This apparently uncommon, but widespread, fungus adds a touch of colour to the winter woodland floor. But is that really ‘uncommon’ or just not often recorded (see the note at the end of this post).
Elfcups grow on dead sticks in damp woodland. Their job is breaking down the wood to release nutrients back into the soil.
These scarlet fruiting bodies are small – 2-5 cm across and 1-3 cm tall, on a short thin stalk that is often buried in moss attached to the stick.
While these fungi are not poisonous, they are considered inedible – not much in the way of taste or texture, although they have been used as salad decoration. The bright red colour has led to folklore uses to stop bleeding – and placing under bandages and on the navels of newborns to promote healing. Don’t try this at home – it hasn’t been scientifically proven!
They are said to be popular delicacy enjoyed by rodents and slugs.

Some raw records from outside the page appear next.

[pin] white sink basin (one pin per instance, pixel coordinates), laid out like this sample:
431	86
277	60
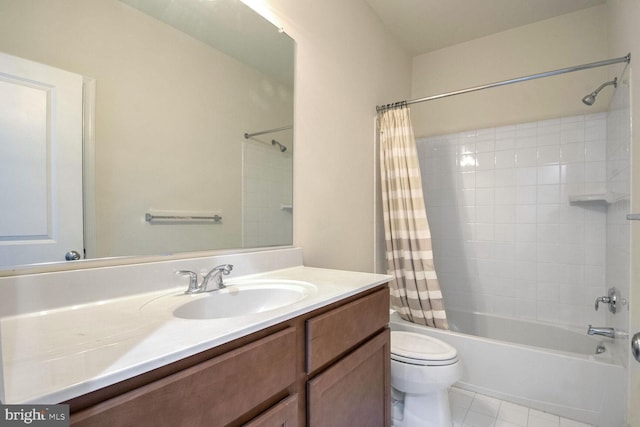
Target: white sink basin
237	299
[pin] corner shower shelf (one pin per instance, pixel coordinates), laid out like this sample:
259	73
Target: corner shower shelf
606	198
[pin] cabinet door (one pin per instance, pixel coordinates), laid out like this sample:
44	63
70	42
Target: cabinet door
332	334
354	392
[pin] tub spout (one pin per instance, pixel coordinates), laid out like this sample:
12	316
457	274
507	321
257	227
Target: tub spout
606	332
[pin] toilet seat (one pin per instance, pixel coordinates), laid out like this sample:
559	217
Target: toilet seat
418	349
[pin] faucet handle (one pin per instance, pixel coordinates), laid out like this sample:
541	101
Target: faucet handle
605	300
193	280
611	299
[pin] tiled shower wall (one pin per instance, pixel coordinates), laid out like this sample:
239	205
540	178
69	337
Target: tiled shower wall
267	195
618	227
506	238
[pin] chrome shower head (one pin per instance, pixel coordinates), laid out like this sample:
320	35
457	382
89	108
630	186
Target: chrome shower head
591	98
280	146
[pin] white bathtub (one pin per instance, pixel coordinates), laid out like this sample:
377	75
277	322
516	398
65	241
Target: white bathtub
536	365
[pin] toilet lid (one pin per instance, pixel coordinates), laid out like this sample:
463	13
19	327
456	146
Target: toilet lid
421	349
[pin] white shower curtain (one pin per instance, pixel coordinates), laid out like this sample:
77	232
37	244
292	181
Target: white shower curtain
415	291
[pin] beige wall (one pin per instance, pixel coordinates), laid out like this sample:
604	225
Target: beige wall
564	41
170	117
346	65
624	36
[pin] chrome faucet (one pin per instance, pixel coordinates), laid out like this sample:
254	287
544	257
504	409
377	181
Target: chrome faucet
214	275
607	332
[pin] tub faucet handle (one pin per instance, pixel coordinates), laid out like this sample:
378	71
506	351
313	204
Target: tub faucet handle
611	299
605	300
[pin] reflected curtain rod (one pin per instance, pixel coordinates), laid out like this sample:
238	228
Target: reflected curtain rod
626	58
249	135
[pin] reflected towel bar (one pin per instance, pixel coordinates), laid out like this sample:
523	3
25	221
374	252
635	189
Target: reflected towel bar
250	135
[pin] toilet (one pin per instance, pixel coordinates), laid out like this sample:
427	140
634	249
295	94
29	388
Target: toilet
422	370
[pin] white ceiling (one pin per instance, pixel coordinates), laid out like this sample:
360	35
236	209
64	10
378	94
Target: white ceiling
423	26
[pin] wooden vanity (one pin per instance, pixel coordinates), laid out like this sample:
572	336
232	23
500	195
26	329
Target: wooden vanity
328	367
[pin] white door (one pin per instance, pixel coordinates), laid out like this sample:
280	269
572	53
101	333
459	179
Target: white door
40	162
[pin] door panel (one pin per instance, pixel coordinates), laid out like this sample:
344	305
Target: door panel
40	162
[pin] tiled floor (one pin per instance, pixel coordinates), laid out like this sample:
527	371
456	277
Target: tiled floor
471	409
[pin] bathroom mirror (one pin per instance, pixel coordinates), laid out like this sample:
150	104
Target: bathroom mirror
170	90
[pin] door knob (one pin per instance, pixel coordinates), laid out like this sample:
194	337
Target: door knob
635	346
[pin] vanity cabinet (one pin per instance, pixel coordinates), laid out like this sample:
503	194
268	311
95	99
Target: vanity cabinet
215	392
348	362
329	367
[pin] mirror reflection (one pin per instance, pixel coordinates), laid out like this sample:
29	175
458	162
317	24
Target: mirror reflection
167	92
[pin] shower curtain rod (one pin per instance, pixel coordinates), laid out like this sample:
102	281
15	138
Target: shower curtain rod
249	135
626	58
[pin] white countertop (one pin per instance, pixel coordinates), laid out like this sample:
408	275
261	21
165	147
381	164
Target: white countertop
54	355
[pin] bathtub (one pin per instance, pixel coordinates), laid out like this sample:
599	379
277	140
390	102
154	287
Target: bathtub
537	365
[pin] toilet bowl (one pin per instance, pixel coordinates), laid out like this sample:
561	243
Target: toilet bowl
422	370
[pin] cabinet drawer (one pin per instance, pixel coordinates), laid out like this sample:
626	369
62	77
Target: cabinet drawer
356	390
332	334
284	414
212	393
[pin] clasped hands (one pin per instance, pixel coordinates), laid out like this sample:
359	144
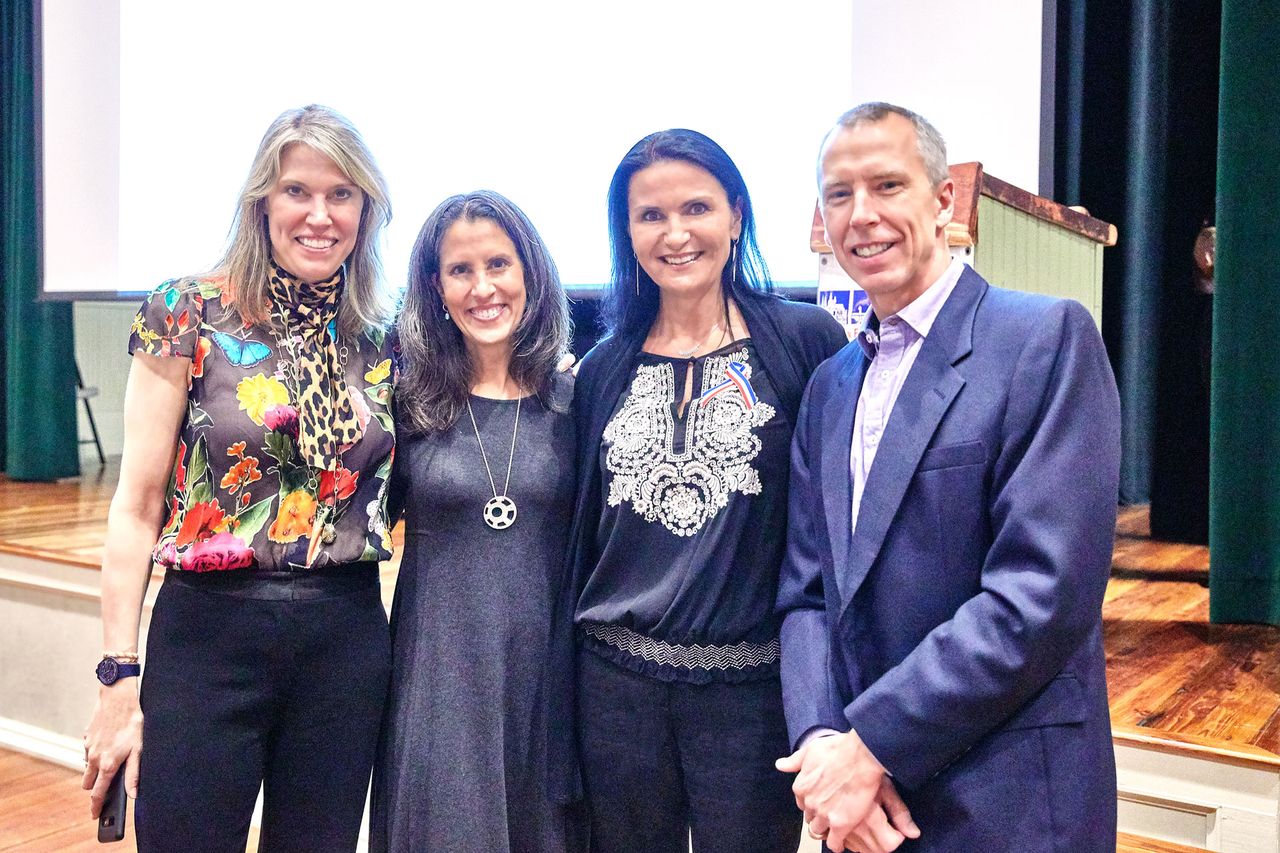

But there is a complication
Actually, there are two species – scarlet elfcup and ruby elfcup which are difficult to distinguish even with a microscope, so how should you record them? This is where the scientific name comes in handy. They are Sarcoscypha austriaca and Sarcoscypha coccinea respectively so when inputting your records, you record them as Sarcoscypha fungus. More information here
They shouldn’t be confused with orange peel fungus Aleuria aurantia which is paler (orange rather than scarlet) and larger, and grows on the soil, not on bits of wood.